The Company shall not be responsible for any failure to perform its obligations hereunder due to circumstances beyond its control.

11. LIABILITY

It is an express condition of sale that liability is limited to the cost of the Goods proved to be defective.

Under no circumstances shall the Company be liable to the Customer or to third-parties for loss (including, but not limited to, loss of profit or data), damage or injury howsoever arising. The Customer shall indemnify the Company in respect of all damage or injury occurring to any personal property and against any actions and expenses in that connection for which the Company may become liable in respect of the Goods sold if the damage or injury is caused by negligence of the Customer or his servants or agents.

12. SPECIAL CONDITIONS

In the event of the Customer’s order containing special conditions, the order will only be accepted on the understanding that those conditions do not differ from our own, or, if there are any differences, that such conditions shall be waived by the Customer.

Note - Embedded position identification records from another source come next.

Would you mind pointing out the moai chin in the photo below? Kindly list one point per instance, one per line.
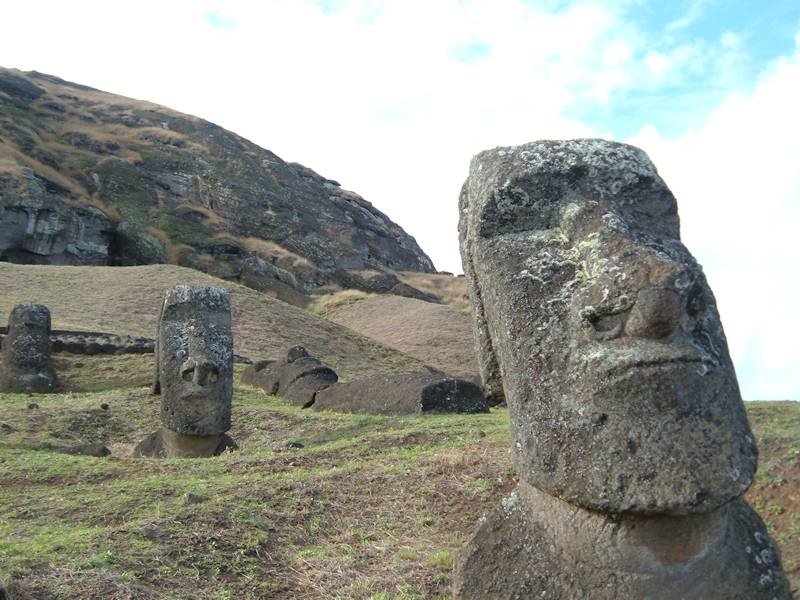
(193, 374)
(604, 335)
(27, 363)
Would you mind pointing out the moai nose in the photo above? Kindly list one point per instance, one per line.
(655, 314)
(200, 372)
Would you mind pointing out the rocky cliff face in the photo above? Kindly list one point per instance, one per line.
(88, 177)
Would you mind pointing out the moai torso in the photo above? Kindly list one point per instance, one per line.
(193, 373)
(27, 364)
(603, 332)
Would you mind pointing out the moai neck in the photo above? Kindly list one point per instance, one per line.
(176, 445)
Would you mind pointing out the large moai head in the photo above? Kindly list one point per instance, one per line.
(194, 361)
(603, 330)
(27, 365)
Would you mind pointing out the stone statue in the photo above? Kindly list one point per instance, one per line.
(628, 430)
(193, 374)
(27, 365)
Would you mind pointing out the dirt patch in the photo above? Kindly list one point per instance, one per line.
(435, 334)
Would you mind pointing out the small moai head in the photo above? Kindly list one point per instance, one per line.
(603, 330)
(195, 361)
(27, 365)
(296, 352)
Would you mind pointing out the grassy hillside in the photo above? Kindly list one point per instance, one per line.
(368, 507)
(438, 335)
(126, 300)
(314, 505)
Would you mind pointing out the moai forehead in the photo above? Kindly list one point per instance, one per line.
(603, 330)
(195, 360)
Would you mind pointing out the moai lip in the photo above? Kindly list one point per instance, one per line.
(602, 331)
(27, 362)
(533, 545)
(194, 361)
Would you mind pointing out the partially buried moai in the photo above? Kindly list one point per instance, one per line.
(193, 374)
(629, 434)
(27, 363)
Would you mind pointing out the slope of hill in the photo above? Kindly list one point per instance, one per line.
(369, 508)
(126, 300)
(436, 334)
(88, 177)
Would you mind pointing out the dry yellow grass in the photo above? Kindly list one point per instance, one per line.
(450, 289)
(9, 154)
(435, 334)
(267, 248)
(126, 300)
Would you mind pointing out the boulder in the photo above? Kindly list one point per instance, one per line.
(403, 394)
(297, 378)
(38, 227)
(27, 364)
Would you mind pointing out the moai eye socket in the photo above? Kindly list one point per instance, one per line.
(519, 207)
(187, 373)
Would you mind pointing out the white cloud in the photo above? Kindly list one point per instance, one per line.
(371, 94)
(738, 187)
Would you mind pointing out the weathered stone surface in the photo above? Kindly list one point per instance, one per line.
(168, 444)
(232, 209)
(38, 227)
(534, 545)
(297, 378)
(194, 361)
(134, 245)
(27, 364)
(403, 394)
(602, 329)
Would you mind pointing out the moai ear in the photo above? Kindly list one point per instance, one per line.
(487, 359)
(156, 387)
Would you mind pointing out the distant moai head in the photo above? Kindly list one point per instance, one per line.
(27, 365)
(296, 352)
(194, 361)
(603, 330)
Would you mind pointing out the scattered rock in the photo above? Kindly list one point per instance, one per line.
(297, 378)
(190, 498)
(403, 394)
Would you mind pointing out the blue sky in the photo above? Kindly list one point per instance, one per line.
(393, 97)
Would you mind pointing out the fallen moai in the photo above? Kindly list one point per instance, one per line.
(27, 364)
(629, 434)
(193, 375)
(297, 378)
(403, 394)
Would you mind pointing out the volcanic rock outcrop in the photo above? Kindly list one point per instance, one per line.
(629, 434)
(88, 178)
(27, 364)
(403, 394)
(193, 375)
(297, 378)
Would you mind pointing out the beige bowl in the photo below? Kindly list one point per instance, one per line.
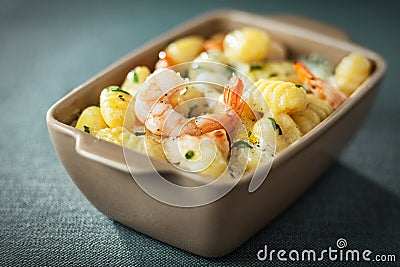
(99, 170)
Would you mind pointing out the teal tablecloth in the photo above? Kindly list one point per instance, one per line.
(47, 48)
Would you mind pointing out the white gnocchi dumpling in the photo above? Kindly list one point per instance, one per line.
(116, 107)
(351, 72)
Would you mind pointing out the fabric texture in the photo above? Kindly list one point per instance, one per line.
(49, 47)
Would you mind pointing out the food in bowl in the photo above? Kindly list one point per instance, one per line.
(230, 99)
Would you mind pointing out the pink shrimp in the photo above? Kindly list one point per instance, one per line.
(319, 87)
(154, 106)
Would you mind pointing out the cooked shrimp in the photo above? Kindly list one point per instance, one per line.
(154, 106)
(319, 87)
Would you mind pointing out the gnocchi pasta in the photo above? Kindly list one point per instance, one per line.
(200, 129)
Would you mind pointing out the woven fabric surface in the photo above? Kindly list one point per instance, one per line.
(49, 47)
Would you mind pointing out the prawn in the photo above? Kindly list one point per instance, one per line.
(154, 106)
(321, 88)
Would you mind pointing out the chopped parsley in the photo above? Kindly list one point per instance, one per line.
(140, 133)
(275, 125)
(241, 144)
(191, 110)
(189, 154)
(135, 77)
(255, 67)
(116, 89)
(86, 129)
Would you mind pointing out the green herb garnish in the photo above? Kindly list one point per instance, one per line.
(116, 89)
(255, 67)
(140, 133)
(135, 77)
(86, 129)
(189, 154)
(241, 144)
(275, 125)
(191, 111)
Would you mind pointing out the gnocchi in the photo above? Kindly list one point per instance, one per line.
(351, 72)
(284, 101)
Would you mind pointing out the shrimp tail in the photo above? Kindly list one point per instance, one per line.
(319, 87)
(233, 95)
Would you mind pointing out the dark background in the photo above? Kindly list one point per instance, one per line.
(49, 47)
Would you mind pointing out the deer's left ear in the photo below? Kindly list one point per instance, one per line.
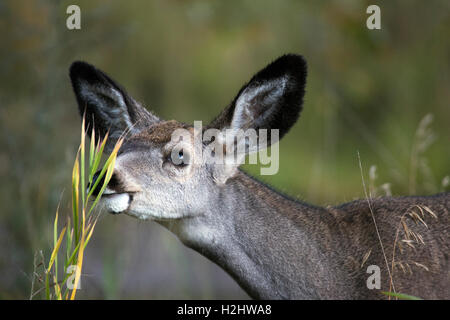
(272, 99)
(107, 106)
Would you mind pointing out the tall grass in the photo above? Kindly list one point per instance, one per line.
(79, 227)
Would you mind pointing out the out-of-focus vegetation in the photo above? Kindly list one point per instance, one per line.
(367, 91)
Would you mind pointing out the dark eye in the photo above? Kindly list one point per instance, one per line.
(179, 158)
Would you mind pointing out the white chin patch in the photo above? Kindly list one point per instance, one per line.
(117, 203)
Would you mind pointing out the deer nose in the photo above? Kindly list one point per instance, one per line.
(99, 185)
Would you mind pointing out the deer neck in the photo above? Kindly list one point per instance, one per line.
(259, 237)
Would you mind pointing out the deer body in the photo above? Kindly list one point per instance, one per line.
(273, 246)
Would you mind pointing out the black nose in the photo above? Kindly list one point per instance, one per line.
(99, 185)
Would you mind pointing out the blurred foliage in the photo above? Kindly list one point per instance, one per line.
(367, 91)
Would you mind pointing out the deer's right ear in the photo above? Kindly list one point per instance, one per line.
(106, 104)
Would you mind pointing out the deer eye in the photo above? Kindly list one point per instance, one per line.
(179, 158)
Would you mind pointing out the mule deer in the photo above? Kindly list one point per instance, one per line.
(275, 247)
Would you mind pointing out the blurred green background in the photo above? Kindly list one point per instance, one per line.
(368, 91)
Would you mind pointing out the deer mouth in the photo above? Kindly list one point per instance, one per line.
(117, 203)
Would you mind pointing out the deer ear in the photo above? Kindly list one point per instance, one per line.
(272, 99)
(106, 104)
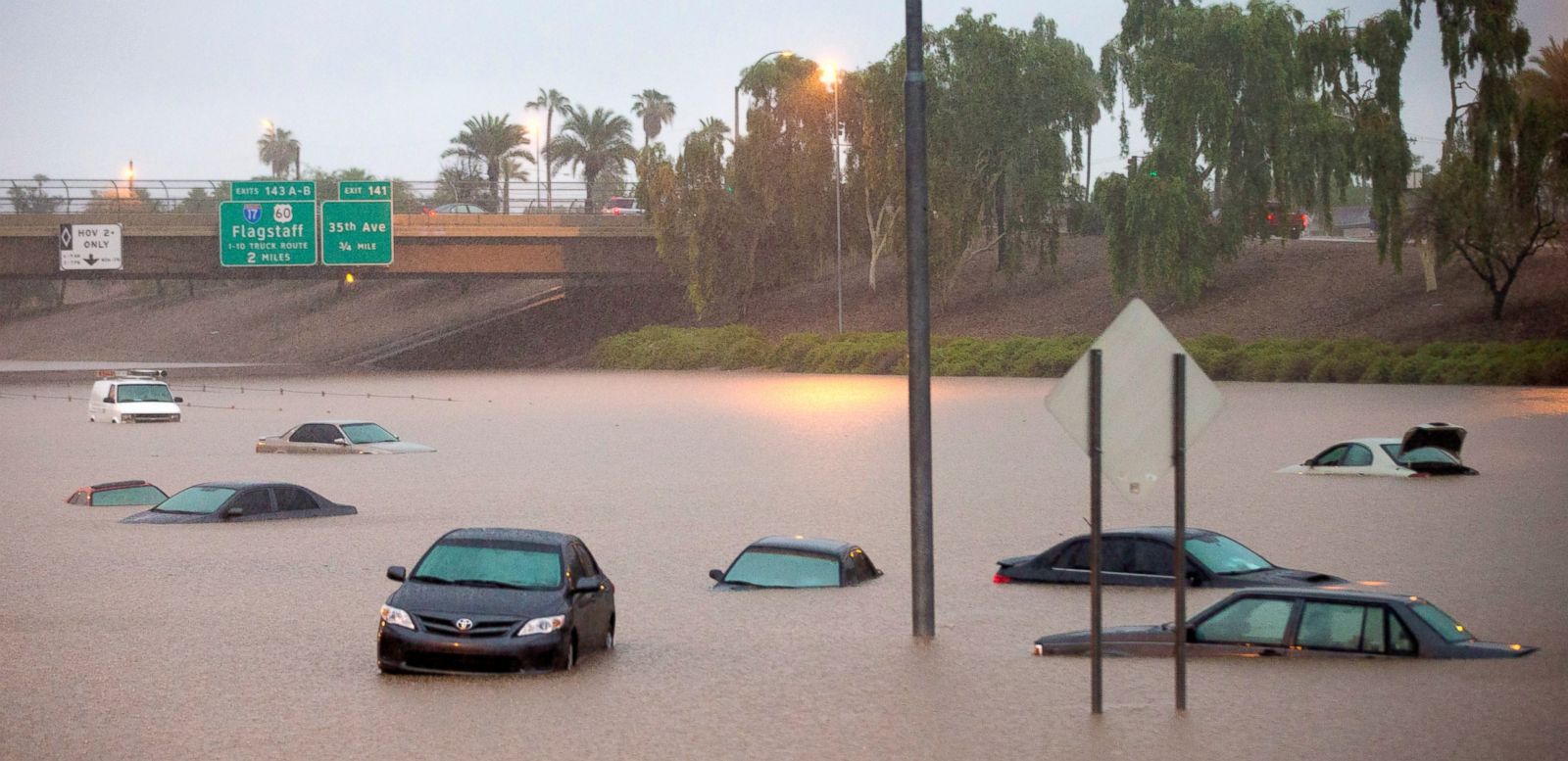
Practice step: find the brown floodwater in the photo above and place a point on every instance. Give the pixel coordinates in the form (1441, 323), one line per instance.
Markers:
(258, 640)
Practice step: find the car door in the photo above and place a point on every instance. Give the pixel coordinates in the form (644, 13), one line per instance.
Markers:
(313, 439)
(1246, 625)
(1352, 630)
(258, 504)
(592, 608)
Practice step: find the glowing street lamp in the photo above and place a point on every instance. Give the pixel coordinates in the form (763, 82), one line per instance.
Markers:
(781, 54)
(830, 77)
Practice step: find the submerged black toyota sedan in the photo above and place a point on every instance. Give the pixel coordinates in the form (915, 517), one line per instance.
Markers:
(496, 600)
(221, 501)
(1144, 557)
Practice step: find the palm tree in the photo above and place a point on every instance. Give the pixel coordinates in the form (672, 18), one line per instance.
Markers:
(549, 101)
(278, 149)
(598, 143)
(491, 141)
(656, 110)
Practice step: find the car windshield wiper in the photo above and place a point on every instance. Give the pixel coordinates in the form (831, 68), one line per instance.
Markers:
(491, 583)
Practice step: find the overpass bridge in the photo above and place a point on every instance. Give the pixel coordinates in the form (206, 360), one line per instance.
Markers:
(184, 246)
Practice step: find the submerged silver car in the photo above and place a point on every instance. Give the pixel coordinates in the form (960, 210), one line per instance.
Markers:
(337, 437)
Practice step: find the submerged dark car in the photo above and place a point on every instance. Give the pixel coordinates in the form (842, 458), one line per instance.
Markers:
(118, 494)
(1300, 622)
(1142, 557)
(792, 562)
(224, 501)
(496, 600)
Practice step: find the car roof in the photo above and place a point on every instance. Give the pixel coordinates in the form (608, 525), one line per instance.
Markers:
(1333, 593)
(512, 534)
(805, 546)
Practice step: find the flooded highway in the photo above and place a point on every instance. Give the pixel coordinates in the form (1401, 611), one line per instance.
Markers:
(258, 640)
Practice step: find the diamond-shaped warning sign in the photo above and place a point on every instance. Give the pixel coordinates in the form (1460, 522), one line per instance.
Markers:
(1136, 400)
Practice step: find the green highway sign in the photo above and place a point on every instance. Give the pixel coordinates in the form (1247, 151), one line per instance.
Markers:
(365, 190)
(271, 190)
(357, 232)
(267, 232)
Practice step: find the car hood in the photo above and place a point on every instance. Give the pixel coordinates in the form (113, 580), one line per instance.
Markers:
(392, 449)
(170, 517)
(1442, 436)
(451, 598)
(1277, 578)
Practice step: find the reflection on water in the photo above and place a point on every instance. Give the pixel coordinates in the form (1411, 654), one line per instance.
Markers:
(258, 640)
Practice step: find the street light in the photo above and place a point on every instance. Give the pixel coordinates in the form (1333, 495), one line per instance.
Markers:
(830, 77)
(781, 54)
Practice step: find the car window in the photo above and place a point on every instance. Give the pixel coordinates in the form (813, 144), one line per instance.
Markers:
(1256, 620)
(292, 499)
(784, 569)
(1330, 456)
(256, 501)
(1356, 456)
(314, 433)
(1335, 627)
(129, 496)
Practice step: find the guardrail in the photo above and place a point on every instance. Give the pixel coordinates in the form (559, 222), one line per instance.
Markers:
(137, 196)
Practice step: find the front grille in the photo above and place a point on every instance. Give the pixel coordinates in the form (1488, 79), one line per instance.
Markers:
(482, 627)
(462, 663)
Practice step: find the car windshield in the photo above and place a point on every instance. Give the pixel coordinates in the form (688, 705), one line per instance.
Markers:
(368, 433)
(129, 496)
(783, 569)
(198, 499)
(141, 392)
(491, 562)
(1225, 556)
(1450, 630)
(1421, 454)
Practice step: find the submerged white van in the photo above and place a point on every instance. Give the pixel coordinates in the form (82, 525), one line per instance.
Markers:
(133, 397)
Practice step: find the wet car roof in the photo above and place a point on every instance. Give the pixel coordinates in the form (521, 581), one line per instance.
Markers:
(543, 538)
(805, 546)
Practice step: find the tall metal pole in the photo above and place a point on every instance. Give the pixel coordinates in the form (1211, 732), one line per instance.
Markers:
(1180, 460)
(838, 206)
(1095, 368)
(922, 565)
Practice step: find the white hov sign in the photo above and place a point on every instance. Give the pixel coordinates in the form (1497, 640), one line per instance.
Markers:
(1136, 400)
(90, 246)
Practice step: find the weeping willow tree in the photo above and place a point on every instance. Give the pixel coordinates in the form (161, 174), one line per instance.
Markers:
(1247, 109)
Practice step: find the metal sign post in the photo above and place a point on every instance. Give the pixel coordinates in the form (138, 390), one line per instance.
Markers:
(1094, 531)
(1180, 460)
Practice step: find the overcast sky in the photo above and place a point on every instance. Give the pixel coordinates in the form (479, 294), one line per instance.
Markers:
(182, 86)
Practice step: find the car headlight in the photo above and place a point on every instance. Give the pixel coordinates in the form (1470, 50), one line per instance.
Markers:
(541, 625)
(397, 617)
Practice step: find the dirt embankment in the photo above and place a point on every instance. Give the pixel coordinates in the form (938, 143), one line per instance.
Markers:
(1298, 288)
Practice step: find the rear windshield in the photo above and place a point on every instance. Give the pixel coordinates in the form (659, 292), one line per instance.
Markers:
(143, 392)
(1450, 630)
(129, 496)
(784, 569)
(482, 561)
(1421, 454)
(200, 499)
(368, 433)
(1223, 554)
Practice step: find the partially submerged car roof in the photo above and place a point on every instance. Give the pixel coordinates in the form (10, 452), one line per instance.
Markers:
(512, 534)
(1442, 436)
(805, 546)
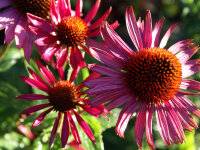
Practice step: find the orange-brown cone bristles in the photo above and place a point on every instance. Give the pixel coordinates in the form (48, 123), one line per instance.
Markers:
(154, 75)
(39, 8)
(63, 96)
(71, 30)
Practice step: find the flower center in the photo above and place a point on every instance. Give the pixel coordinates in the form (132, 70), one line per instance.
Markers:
(71, 30)
(63, 96)
(154, 75)
(36, 7)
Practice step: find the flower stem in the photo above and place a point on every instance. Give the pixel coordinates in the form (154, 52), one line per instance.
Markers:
(2, 54)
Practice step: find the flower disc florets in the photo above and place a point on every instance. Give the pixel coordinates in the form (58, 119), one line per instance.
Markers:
(154, 75)
(37, 7)
(63, 96)
(71, 30)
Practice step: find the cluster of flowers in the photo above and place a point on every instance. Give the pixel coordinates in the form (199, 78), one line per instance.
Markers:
(150, 78)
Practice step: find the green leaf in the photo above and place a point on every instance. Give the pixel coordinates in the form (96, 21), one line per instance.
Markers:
(9, 59)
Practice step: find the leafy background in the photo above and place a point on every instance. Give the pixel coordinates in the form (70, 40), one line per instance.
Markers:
(12, 64)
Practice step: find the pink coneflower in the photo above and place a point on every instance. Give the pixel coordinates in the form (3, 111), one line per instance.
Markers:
(13, 18)
(152, 77)
(65, 98)
(66, 32)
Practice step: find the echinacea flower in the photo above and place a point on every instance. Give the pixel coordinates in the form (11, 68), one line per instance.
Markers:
(13, 18)
(63, 97)
(152, 78)
(66, 32)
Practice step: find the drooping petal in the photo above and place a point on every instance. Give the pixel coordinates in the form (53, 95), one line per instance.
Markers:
(84, 127)
(55, 127)
(156, 32)
(167, 35)
(65, 130)
(147, 39)
(79, 7)
(140, 124)
(125, 115)
(32, 97)
(35, 84)
(162, 124)
(41, 117)
(92, 12)
(149, 117)
(97, 23)
(133, 29)
(104, 70)
(35, 108)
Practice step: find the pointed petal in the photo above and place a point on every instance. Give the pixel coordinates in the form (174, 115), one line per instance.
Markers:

13. HEALTH AND SAFETY AT WORK

In compliance with statute, the Company confirms that the Goods supplied do not present a hazard to health and safety when properly used and when used for the purpose for which they are designed and provided also that the Customer or his servants or his agents takes reasonable and normal precautions in their use.

14. WARRANTIES

The Company offers the Customer the benefit of the warranty period offered by the manufacturer. 
No additional warranties are offered unless agreed in writing between both parties.

15. FAILURE

The failure of the Company at any time or for any period to enforce any one or more of these Terms and Conditions shall not be a waiver of them or a waiver of the right to enforce such Terms and Conditions on any future occasion.

16. ABOVE CONDITIONS

Each of the above conditions shall be read and construed independently of each other so that, if one or more is held to be invalid, then the remaining Terms and Conditions shall be valid to the extent they are not held to be so invalid.
Further, in the event that any Term or Condition shall be found to be void but will be valid if some part thereof were deleted then such Term and Condition shall apply with such modification as may be necessary to make it valid and effective.

17. DISPUTES

This contract shall be governed by English law and the English Courts shall have exclusive jurisdiction in any dispute which may arise save that the Company may institute and maintain proceedings in respect of this contract in any country. Proceedings against a foreign customer may be served by post addressed to him at any consulate of his country or residence of nationality. All quotations are given and all orders are accepted subject to the Company’s conditions of Sale and no other.
Any modification of these conditions is ineffective unless made by written agreement between the parties.

18. FINAL RIGHTS

Earshot Communications terms and conditions are to take precedence over any other terms and conditions.